Cecily frowned at him, quickly realizing the seriousness of the situation. "Okay, Doctor," she acquiesced. "What shall we do?"
"We'll just . . . stay here where it's safe," he told her seriously. "Just wait for them to pass and then I promise I'll show you that pikachu, Cecily."
"Okay," Cecily agreed, leaning gently into his side. "We'll wait."
"Does anyone else see a blue phone booth in the middle of that field over there?" Brock asked, pointing in the direction without actually looking at the box in question. It was rather strange, because whenever he tried to look at it, he found he couldn't actually see it and that he'd end up looking around the strange box as though it wasn't really there.
Ash and Misty both looked in the direction he pointed too, neither really seeing the item in question through the psychic field. "Not really, Brock-o," Ash replied.
"Did you want to sit for awhile or something?" Misty asked concernedly. "We're making good time."
"No," Brock said quickly, some sense telling them it was better that they move on. "We'll stop when we're out of this area. I'm just getting a creepy feeling like we're not suppose to be here."
They both looked at him questioningly, but moved on all the same.
As he glanced back over his shoulder, he could almost make out one of the figures standing beside the box. She had hair as bright as Misty's, but messy and fly away like Ash's, and her eyes dark and narrowed like his own. There was a strange familiarity and he could see himself, his friends, and the love of his life all combined within her features.

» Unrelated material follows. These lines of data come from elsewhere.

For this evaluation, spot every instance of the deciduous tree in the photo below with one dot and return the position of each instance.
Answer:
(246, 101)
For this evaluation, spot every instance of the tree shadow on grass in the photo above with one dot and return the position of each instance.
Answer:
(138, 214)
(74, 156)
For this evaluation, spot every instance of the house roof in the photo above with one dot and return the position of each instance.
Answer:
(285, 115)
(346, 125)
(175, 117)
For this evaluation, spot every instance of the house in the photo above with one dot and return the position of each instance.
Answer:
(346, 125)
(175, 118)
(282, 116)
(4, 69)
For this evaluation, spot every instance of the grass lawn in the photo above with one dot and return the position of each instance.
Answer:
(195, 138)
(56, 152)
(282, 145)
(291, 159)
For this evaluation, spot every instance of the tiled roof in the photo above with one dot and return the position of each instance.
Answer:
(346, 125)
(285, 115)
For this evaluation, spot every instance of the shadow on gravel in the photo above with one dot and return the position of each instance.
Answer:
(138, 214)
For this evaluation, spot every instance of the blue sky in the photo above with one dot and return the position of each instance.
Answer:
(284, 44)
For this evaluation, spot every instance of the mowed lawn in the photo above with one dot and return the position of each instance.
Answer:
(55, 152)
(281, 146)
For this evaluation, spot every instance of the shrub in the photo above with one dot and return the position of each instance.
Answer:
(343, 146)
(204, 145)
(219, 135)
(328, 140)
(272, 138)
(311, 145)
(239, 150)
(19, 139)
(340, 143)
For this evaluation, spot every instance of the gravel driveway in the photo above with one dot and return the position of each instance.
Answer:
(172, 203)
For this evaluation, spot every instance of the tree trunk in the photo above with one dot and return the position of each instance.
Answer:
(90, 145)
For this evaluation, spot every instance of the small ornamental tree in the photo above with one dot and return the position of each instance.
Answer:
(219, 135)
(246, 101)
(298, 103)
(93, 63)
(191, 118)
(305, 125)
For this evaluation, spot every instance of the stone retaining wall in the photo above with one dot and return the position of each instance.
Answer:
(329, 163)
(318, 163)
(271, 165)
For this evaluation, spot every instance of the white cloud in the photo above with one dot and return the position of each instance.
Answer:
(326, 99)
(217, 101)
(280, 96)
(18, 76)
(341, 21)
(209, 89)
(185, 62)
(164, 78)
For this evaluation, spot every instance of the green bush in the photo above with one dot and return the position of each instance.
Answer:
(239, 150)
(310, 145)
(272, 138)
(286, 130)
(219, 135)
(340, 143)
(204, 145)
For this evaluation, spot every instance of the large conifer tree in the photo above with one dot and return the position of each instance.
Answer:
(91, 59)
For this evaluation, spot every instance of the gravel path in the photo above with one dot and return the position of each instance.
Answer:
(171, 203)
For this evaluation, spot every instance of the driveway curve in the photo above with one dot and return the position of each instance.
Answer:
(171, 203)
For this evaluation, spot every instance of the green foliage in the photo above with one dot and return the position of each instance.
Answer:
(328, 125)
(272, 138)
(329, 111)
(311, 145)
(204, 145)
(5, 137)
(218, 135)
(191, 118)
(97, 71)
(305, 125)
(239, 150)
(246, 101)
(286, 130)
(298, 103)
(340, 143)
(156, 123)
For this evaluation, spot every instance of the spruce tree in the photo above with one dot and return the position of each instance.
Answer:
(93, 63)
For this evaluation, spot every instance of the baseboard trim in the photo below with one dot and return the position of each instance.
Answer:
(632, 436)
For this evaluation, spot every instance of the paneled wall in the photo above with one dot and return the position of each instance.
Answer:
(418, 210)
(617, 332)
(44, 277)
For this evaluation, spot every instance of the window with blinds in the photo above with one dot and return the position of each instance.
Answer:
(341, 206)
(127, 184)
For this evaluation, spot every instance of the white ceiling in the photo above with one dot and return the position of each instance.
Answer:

'Could it be?' he wondered but shook the idea out of his thoughts. It was impossible and he was simply seeing what he wanted to see, his mind bended by the psychic field.
It would only be years later as his eldest grand daughter - the daughter of his second son, Arthur, and Ash and Misty's eldest daughter, Isabelle - ran away with a strange man in a blue box that he would believe what he had seen. And only then would he realize how his own future was changed because of it.
~FIN~
How many of of you totally freaked out and thought that Cecily meant gymshipping? I mean, really, do you have so little faith in me? I did try to drop a few hints in there about maternal lines and what not to try and reassure you, but I'm not sure many would have caught that.
I think this just shows that I have been watching too much Doctor Who. Oh well, I still kinda like this one even though Misty and Ash are hardly even in it. It must be the second generation gymbouldershipping, because you know that's gonna happen.